Dave’s looking for a definition for a full peer. I’ve never heard of the term “full peer”, and the qualification about being connected 24 hours doesn’t necessarily fit within a P2P (peer-to-peer) environment.

In P2P, a peer both provides and consumes services. A group of peers can then provide and consume services to and from each other without dependence on any one server. With this understanding, there’s an assumption that this consumption and distribution occurs when the peer is connected.

Within some P2P enabled applications, the communication may be cached or queued when the peer is not connected. I know this the way Groove works.

Within Freenet, any one of the nodes within the network can consume or supply files. But if a peer is not connected, it’s not part of the network, it isn’t a participant and files are consumed and supplied through other participants. Either you’re a peer, or you’re not. Again, the assumption of 24 hour access is not a factor.

Some systems support a hybrid cloud whereby service requests are cached at a remote location (usually hidden from the peer), waiting for the other peer to connect. When the other peer connects, the communication is concluded. The results of the service call can then be communicated back to the originating peer, or cached itself if the originating peer is offline.

In a true P2P system, any one of the peers within the network could act as a cloud (intermediary) for other peers. Within a hybrid system, such as Groove, the system itself might provide these types of intermediary services.

As for firewall issues, most P2P tools can work from within firewalls, or be made to work within firewalls.

Dave, an interesting definition – but I don’t necessarily see it within a truly distributed system. What’s your context for the term? That would help.

More on Zeldman rant

There’s been confusion about why I reacted so strongly to Zeldman’s posting, earlier in the day. Copied from an email I just to a friend:

Zeldman sees only wrong within the Internet. The industry is stupid. Content created without web writers is bad. He seems incapable of seeing the wonder that surrounds him, and that touches him in his everyday interaction.

Case in point – metadata has nothing to do with websites being visited or not. Not really. It’s all about how to generate buzz. We know this from weblogging; it’s all a game. None of us uses meta-data to connect via weblogging. In fact, we’re seeing the beginning instances of a truly semantic web through the human element contained in weblogging — and all Zeldman “sees” is that too many sites aren’t accessible.
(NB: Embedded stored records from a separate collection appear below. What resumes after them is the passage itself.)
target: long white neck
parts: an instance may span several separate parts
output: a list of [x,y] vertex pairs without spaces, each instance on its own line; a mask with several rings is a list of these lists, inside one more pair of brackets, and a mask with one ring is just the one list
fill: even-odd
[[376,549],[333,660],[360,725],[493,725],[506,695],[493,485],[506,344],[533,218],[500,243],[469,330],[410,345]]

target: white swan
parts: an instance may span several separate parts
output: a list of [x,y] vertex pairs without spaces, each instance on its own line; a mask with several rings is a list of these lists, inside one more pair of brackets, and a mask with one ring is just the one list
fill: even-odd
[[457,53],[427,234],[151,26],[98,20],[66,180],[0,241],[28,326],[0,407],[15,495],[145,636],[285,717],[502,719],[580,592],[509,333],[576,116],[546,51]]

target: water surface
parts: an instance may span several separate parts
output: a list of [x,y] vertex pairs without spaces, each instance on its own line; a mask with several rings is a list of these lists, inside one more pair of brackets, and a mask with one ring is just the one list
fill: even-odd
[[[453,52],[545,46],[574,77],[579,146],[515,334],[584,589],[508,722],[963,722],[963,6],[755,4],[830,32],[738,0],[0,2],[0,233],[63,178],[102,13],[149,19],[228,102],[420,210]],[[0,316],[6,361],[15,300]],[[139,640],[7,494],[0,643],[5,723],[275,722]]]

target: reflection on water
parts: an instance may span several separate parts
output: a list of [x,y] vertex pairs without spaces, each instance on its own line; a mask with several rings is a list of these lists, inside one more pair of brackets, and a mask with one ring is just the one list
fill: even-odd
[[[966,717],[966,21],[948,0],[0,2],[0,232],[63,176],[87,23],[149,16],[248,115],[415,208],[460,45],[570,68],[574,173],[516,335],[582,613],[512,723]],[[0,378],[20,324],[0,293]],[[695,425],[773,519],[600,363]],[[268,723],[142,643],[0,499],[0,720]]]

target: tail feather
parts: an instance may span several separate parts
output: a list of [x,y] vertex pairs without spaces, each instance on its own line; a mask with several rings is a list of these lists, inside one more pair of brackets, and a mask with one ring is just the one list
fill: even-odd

I agree with him that web writers aren’t valued as highly as they should; I disagree with the assumption that only web writers can create good content.

It’s elitism and I’ve been fighting this on the internet since day 1. Zeldman is an elitist. If he’s talking about hiring firms, I’m not seeing this from his post. Perhaps the viewpoint is based on our different perspectives of Zeldman.

Red Hat and AOL

At first I thought the reports of Red Hat and AOL in discussions were a joke. However, I found out otherwise.

I like my friend Andy’s view of the possibility at O’Reilly – chances are this is going to be a mix that won’t favor either open source or technical innovation. AOL may be business savvy (and known to be rather ruthless in this respect), but the company is also a technology killer.

John Robb thinks that AOL should package and distribute Radio as an alternative to .NET. John, apples and oranges. Radio ain’t .NET. And remember what I said about AOL being a technology killer. Radio is Userland’s baby – you sure you want to hand it over to the really, really big BigCo Suits? What’s the price of success?

Two monopolies are not better than one. A world with AOL and Microsoft sharing dominion is no better than Microsoft having dominion alone.